図書館の役割を果たせた時に感じるやりがい

--司書になってよかったと思うのはどんな時ですか。


金澤先生:やはり生徒に「私も司書教諭になりたい」と言われた時ですね。涙が出るほどうれしかったです。我々の姿を見て、その子は司書になりたい、と思ってくれたのだと思うので、「報われた」と思いました。そのためにやっているわけではありませんが、とても嬉しかったですし、この仕事をしていてよかったと思った瞬間でした。


新美先生:私は知識偏重主義なので(笑)、生徒が図書館に来て、求めていたものが何らかの形でその子に反映されたとわかった時に、司書教諭としての仕事に私が関われてよかったと思います。図書館は基本的に待ちの姿勢。だからこそ一人でも多くの生徒に居心地の良さや、求めていた本との出会いを提供できたとき嬉しいですし、そうするのが私たちの仕事だと思っています。


金澤先生:図書館では学年を超えて友情が生まれることも多々あります。

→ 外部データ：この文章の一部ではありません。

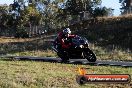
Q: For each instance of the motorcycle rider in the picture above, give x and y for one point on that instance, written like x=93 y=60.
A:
x=62 y=39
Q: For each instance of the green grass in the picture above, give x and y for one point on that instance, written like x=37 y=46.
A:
x=33 y=74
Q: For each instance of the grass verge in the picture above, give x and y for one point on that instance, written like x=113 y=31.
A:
x=34 y=74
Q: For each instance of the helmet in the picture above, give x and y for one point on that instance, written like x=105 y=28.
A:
x=67 y=31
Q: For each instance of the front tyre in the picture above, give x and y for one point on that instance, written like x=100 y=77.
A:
x=89 y=55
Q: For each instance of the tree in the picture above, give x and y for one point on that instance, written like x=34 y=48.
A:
x=100 y=12
x=126 y=5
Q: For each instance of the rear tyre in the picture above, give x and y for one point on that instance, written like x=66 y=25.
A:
x=63 y=57
x=81 y=80
x=89 y=55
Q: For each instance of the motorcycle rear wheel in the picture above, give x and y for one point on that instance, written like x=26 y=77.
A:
x=89 y=55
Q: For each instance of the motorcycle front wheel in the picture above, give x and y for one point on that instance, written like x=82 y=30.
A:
x=63 y=57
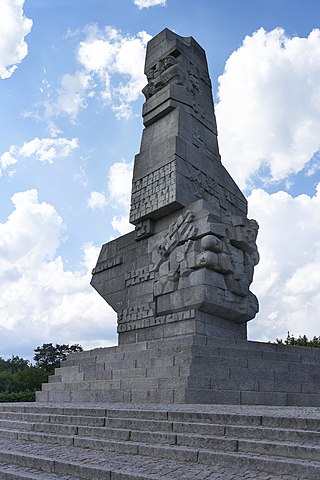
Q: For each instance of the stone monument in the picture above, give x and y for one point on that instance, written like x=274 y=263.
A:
x=180 y=281
x=188 y=266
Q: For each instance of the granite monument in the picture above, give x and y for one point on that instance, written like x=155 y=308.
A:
x=187 y=267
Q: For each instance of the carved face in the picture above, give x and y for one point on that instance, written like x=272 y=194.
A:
x=168 y=62
x=250 y=234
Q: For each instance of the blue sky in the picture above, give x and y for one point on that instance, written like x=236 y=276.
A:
x=71 y=72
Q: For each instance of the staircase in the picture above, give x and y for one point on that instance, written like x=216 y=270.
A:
x=189 y=370
x=122 y=442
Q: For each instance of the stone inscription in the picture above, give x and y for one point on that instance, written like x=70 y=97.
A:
x=101 y=266
x=153 y=191
x=152 y=321
x=140 y=275
x=142 y=311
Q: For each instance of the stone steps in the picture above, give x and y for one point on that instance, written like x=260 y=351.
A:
x=201 y=436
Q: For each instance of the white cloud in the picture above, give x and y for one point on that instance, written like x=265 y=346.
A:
x=71 y=96
x=41 y=301
x=110 y=70
x=97 y=201
x=119 y=183
x=119 y=195
x=287 y=280
x=114 y=62
x=269 y=105
x=14 y=26
x=43 y=149
x=149 y=3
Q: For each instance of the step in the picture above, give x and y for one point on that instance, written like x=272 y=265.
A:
x=9 y=471
x=180 y=446
x=84 y=464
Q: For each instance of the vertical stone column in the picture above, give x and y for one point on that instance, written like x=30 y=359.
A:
x=187 y=268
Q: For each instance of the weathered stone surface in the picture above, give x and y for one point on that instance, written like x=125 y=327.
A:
x=188 y=266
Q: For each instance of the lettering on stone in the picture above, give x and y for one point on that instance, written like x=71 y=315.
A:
x=106 y=264
x=153 y=321
x=144 y=229
x=134 y=313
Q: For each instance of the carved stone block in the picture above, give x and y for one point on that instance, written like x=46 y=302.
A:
x=187 y=268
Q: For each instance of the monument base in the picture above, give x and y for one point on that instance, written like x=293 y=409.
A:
x=191 y=369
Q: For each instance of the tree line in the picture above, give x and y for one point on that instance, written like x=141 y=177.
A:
x=20 y=379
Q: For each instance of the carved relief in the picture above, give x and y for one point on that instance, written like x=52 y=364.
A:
x=153 y=191
x=170 y=255
x=166 y=70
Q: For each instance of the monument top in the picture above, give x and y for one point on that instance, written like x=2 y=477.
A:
x=187 y=268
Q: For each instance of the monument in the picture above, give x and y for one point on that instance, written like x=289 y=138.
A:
x=180 y=282
x=188 y=266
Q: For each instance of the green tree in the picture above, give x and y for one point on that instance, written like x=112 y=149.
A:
x=48 y=357
x=301 y=341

その瞬間を目の当たりにした時も、ここにいてよかったなと思います。

読書は自由に選んで読めるから楽しい

--子どもたちが本に親しむためのヒントがあれば教えてください。


新美先生:読書は娯楽です。自由に選んで読めるから楽しいのです。強制されたら何でも嫌になりますよね。宿題で読むと面白い本も面白くなくなる…。


金澤先生:私も読書感想文を書くための読書は好きではなかったです。


新美先生:ですから強制しないで、子どもが興味を示したらぜひその本を与えてほしいです。

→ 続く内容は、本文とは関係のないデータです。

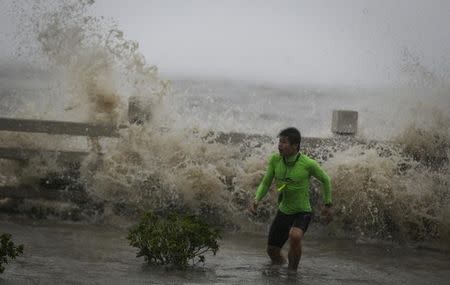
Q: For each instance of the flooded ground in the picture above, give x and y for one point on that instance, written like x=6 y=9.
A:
x=61 y=253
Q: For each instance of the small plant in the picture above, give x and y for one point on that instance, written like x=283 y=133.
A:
x=174 y=239
x=8 y=250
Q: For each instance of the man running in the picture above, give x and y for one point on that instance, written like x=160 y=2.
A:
x=292 y=171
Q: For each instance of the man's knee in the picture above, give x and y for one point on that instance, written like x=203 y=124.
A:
x=295 y=235
x=273 y=250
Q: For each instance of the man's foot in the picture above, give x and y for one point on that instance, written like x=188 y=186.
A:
x=279 y=261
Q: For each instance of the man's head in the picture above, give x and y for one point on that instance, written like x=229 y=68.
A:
x=289 y=141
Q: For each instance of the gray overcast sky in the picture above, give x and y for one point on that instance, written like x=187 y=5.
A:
x=346 y=42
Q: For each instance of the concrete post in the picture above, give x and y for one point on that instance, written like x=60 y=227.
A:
x=344 y=122
x=139 y=111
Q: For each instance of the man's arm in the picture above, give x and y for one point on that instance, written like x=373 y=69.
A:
x=264 y=185
x=318 y=173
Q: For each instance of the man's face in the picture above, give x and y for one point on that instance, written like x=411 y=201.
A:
x=285 y=147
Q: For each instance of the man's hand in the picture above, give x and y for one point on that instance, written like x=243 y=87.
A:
x=327 y=214
x=253 y=208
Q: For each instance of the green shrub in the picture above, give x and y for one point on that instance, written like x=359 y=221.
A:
x=8 y=250
x=174 y=239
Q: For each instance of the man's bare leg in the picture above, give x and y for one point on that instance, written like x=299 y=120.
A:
x=295 y=247
x=275 y=255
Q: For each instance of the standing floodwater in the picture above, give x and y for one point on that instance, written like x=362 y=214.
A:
x=202 y=146
x=96 y=254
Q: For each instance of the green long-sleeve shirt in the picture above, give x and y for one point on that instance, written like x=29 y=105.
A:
x=293 y=181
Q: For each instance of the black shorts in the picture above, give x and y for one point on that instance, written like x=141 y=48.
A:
x=282 y=224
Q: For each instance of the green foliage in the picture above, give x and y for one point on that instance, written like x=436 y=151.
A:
x=174 y=239
x=8 y=250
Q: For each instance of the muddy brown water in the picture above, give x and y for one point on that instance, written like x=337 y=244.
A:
x=61 y=253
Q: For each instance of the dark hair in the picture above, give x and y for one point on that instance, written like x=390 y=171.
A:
x=292 y=134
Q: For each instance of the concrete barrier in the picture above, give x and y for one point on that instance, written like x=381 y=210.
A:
x=57 y=128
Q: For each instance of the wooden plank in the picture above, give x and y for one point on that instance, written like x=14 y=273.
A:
x=57 y=128
x=29 y=192
x=25 y=154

金澤先生:子どもが楽しんでいたら、保護者の方も一緒に楽しむといいと思います。私も今、娘が『銭天堂』にハマっているので一緒に読んでいます。「カリスマって何?」など、知らない言葉が出てくるとそこから会話が生まれます。一番いいのは保護者の方が楽しんでいる姿を見せることだと思います。「それ、おもしろい? 」と聞いて来ますから。

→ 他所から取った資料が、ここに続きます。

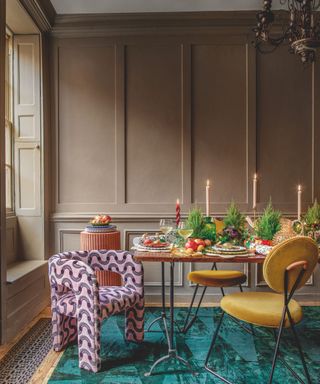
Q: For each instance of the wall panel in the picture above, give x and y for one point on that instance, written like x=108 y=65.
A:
x=153 y=123
x=284 y=129
x=86 y=83
x=219 y=122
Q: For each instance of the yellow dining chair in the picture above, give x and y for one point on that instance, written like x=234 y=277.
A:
x=286 y=269
x=212 y=278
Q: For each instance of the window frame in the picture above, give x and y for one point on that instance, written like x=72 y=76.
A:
x=9 y=147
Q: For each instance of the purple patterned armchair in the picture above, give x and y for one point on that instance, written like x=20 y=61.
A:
x=79 y=305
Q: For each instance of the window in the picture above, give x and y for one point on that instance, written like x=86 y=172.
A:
x=8 y=124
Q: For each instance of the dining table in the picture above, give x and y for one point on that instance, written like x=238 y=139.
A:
x=173 y=258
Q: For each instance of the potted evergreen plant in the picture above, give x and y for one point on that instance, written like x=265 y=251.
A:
x=268 y=225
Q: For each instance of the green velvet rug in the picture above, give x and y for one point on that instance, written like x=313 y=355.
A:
x=239 y=356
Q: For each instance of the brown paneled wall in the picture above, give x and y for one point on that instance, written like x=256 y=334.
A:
x=139 y=120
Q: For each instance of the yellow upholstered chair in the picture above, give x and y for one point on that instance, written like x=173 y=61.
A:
x=286 y=269
x=211 y=278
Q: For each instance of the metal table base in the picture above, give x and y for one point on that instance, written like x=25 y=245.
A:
x=172 y=352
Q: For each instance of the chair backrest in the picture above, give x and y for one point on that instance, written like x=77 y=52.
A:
x=290 y=251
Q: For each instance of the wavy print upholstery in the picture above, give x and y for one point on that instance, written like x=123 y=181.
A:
x=79 y=305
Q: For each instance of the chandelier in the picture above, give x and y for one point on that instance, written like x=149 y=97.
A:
x=302 y=32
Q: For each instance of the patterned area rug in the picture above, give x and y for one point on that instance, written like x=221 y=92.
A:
x=20 y=363
x=241 y=357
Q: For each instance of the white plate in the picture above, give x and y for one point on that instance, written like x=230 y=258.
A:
x=222 y=256
x=227 y=256
x=222 y=249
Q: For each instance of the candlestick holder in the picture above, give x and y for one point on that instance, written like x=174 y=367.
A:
x=210 y=228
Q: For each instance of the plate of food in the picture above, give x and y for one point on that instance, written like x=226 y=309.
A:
x=148 y=242
x=229 y=248
x=220 y=255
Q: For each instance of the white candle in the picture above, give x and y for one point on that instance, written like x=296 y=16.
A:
x=299 y=201
x=254 y=192
x=208 y=198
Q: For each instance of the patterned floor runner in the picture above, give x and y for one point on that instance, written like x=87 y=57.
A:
x=20 y=363
x=241 y=357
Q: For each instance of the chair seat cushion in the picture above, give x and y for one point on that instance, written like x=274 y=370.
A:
x=260 y=308
x=217 y=278
x=113 y=300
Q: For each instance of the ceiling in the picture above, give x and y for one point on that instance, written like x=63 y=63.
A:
x=129 y=6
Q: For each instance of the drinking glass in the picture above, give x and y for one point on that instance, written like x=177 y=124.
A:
x=184 y=231
x=166 y=226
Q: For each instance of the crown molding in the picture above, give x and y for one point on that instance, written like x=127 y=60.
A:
x=73 y=25
x=41 y=12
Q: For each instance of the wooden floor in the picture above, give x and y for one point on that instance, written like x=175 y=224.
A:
x=48 y=365
x=44 y=371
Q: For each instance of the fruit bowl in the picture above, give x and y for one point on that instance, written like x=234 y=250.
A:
x=101 y=220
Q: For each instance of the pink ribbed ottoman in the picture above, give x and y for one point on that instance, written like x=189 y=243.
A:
x=107 y=240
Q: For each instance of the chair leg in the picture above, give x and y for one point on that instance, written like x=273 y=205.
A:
x=187 y=324
x=215 y=335
x=276 y=351
x=299 y=347
x=135 y=322
x=89 y=342
x=64 y=330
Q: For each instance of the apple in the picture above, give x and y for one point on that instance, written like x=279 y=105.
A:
x=199 y=242
x=191 y=244
x=266 y=242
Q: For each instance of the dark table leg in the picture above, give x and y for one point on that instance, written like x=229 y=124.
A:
x=163 y=315
x=172 y=352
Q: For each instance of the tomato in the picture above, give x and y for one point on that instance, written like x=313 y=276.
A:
x=200 y=242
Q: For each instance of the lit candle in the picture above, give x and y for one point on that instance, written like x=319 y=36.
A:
x=254 y=198
x=177 y=212
x=208 y=198
x=299 y=201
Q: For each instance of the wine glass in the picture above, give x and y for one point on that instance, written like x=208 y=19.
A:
x=184 y=231
x=166 y=226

新美先生:本気は伝わりますからね。ただ、読書が苦手な方もいると思います。そういう方は、子どもが「読みたい」と言ったら遮らないで、子どもが興味を示した本を与えたり、読んであげたりして、喜びを共有してみてください。好きなものを共有できるっていいですよね!

大人も読書を楽しもう!

金澤先生:音読はいいですよね。子どもにとって音読してもらうことは特別らしく、私は『ケーキの切れない非行少年たち』を度々音読させられています。音読には自分の目で読むのとは違うおもしろさがあるのかもしれません。絵本は語感がおもしろいので、それを口に出して、一緒におもしろがることもできると思います。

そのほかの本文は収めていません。